Worst Jokes Ever

Worst Jokes Ever

I told my mom I'm happy and she said: "I didn't know you were gay."

What is the most awkward moment when Helen Keller is playing pin the tail on the donkey?

Her friends aren’t sure whether to blindfold her.

My only friend who actually cares: "Stop making suicide jokes, I’m really concerned!"

Me: Okay, I’ll cut it out.

Grandma: Most people your age have a family and are married. Why aren’t you?

Grandchild: Most your age are dead. Why aren’t you?

90% of women don't like men in pink shirts. Ironically, 90% of men in pink shirts don't like women.

Regular depressed person: I'm depressed, so I'll go see a therapist.

Me: I'm depressed, so I won't do anything about it, work on many projects at the same time, destroying my sanity slowly while relying on caffeine and pills as my only way to take down my headaches, and making memes about it online to help myself cope with the pain.

Texter 1: You know People treat me like a god.

Texter 2: How?

Texter 1: They ignore my existence unless they need something.

"How would you describe a really bad skeleton?"

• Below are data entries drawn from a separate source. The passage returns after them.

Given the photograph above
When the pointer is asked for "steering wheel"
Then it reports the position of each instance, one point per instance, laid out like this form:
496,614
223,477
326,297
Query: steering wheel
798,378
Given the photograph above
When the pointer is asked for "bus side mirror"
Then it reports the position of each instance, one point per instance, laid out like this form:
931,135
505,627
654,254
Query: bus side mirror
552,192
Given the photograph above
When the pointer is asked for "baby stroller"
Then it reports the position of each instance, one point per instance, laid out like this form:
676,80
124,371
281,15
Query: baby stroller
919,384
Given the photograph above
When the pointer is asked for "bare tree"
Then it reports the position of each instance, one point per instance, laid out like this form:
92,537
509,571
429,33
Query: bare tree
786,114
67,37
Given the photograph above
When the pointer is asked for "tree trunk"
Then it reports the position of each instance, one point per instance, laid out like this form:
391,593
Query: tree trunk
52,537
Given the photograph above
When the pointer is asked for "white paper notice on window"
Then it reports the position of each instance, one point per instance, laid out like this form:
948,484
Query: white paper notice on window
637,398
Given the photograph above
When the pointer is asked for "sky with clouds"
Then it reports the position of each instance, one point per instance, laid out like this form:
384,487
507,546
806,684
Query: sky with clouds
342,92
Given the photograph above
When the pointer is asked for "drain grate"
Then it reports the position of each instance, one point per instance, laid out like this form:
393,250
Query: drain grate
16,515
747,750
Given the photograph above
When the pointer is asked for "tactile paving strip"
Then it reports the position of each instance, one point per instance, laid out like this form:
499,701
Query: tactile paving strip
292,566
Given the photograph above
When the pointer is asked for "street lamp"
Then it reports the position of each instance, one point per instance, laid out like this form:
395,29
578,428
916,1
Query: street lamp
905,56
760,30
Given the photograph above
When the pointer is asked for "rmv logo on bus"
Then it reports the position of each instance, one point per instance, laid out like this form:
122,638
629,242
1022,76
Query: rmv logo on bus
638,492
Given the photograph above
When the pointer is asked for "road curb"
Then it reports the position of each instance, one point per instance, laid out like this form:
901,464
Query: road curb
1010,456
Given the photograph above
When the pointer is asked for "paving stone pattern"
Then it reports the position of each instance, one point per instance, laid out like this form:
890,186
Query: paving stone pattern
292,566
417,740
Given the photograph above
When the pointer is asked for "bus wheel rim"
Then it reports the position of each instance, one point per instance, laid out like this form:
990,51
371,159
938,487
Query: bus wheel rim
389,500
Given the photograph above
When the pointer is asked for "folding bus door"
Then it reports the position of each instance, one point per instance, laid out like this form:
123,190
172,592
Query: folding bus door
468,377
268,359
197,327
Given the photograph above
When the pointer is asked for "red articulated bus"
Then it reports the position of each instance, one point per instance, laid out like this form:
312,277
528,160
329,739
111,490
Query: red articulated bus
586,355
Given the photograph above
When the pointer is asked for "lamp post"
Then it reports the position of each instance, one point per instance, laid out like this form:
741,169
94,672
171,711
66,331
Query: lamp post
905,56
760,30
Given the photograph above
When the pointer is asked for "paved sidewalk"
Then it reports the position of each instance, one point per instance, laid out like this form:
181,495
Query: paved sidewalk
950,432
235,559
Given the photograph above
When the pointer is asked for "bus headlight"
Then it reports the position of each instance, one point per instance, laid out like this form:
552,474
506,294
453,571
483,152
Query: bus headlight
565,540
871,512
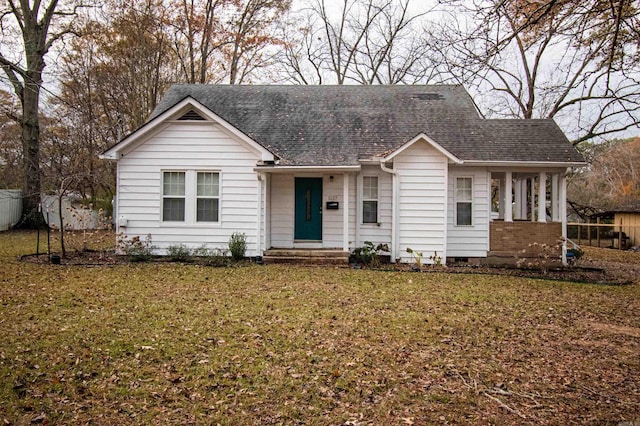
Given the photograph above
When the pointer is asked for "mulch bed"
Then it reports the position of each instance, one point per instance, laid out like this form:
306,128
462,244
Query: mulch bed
608,273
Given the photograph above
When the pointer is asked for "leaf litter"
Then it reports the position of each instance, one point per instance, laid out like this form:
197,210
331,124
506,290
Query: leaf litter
164,343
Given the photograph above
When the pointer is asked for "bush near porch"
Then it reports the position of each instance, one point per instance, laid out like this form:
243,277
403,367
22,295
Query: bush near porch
166,343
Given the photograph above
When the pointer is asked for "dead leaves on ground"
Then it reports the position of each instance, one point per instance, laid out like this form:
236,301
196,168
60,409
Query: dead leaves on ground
159,343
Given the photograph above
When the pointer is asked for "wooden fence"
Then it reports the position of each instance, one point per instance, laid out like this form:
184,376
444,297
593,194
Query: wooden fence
609,235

"Bad to the bone!" (Or "Rotten to the bone" if you want.)

A young cowboy entered a seedy cafe in a small West Texas town.

He sat at the counter and spotted an elderly cowboy with his arms folded and his gaze fixed on a bowl of chili. After roughly 15 minutes of staring at it, the young cowboy boldly inquired, “If you’re not going to eat it, do you mind if I do?” Slowly turning his head toward the young wrangler, the older cowboy muttered, in his best cowboy voice, “Nah. Go ahead.”

The young cowboy eagerly reached over and slid the bowl over to his spot, spooning it in with glee. He was almost to the bottom when he noticed a rotten dead rat in the chili.

The sight was shocking, and he immediately upchucked the chili into the bowl. The old cowboy quietly said, “Yep, that’s as far as I got, too...”

One way to not pick up a girl is to say, “Are you an American school because I wanna shoot kids into you?” I tried it on a girl, and she is now terrified to come near me.

How was I supposed to know she was already pregnant?